Pair Corralation between ConocoPhillips and Devon Energy

Considering the 90-day investment horizon ConocoPhillips is expected to under-perform the Devon Energy. But the stock apears to be less risky and, when comparing its historical volatility, ConocoPhillips is 1.27 times less risky than Devon Energy. The stock trades about -0.02 of its potential returns per unit of risk. The Devon Energy is currently generating about -0.01 of returns per unit of risk over similar time horizon. If you would invest  3,351  in Devon Energy on February 3, 2025 and sell it today you would lose (207.00) from holding Devon Energy or give up 6.18% of portfolio value over 90 days.
Time Period3 Months [change]
DirectionMoves Together 
StrengthVery Strong
Accuracy100.0%
ValuesDaily Returns

ConocoPhillips  vs.  Devon Energy

 Performance 
       Timeline  
ConocoPhillips 

Risk-Adjusted Performance

Very Weak

 
Weak
 
Strong
Over the last 90 days ConocoPhillips has generated negative risk-adjusted returns adding no value to investors with long positions. Even with relatively invariable basic indicators, ConocoPhillips is not utilizing all of its potentials. The current stock price agitation, may contribute to short-term losses for the retail investors.
Devon Energy 

Risk-Adjusted Performance

Very Weak

 
Weak
 
Strong
Over the last 90 days Devon Energy has generated negative risk-adjusted returns adding no value to investors with long positions. In spite of very healthy basic indicators, Devon Energy is not utilizing all of its potentials. The current stock price disarray, may contribute to short-term losses for the investors.

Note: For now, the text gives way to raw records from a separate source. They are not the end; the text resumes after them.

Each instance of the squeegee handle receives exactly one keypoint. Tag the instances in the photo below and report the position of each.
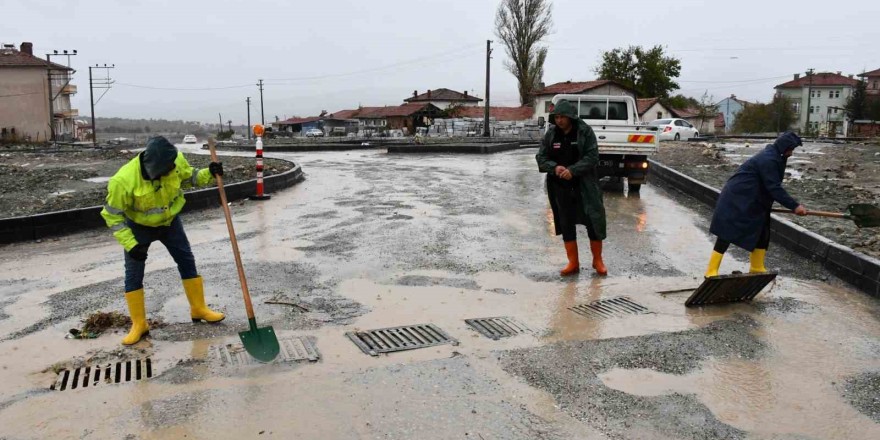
(241, 278)
(814, 213)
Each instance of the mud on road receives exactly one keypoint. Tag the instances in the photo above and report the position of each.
(39, 182)
(823, 177)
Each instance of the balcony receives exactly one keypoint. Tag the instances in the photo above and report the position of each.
(67, 113)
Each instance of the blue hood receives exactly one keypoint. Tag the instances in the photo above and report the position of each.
(787, 141)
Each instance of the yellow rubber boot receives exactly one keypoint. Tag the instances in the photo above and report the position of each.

ConocoPhillips and Devon Energy Volatility Contrast

   Predicted Return Density   
       Returns  

Pair Trading with ConocoPhillips and Devon Energy

The main advantage of trading using opposite ConocoPhillips and Devon Energy positions is that it hedges away some unsystematic risk. Because of two separate transactions, even if ConocoPhillips position performs unexpectedly, Devon Energy can make up some of the losses. Pair trading also minimizes risk from directional movements in the market. For example, if an entire industry or sector drops because of unexpected headlines, the short position in Devon Energy will offset losses from the drop in Devon Energy's long position.
The idea behind ConocoPhillips and Devon Energy pairs trading is to make the combined position market-neutral, meaning the overall market's direction will not affect its win or loss (or potential downside or upside). This can be achieved by designing a pairs trade with two highly correlated stocks or equities that operate in a similar space or sector, making it possible to obtain profits through simple and relatively low-risk investment.
Check out your portfolio center.
Note that this page's information should be used as a complementary analysis to find the right mix of equity instruments to add to your existing portfolios or create a brand new portfolio. You can also try the Pair Correlation module to compare performance and examine fundamental relationship between any two equity instruments.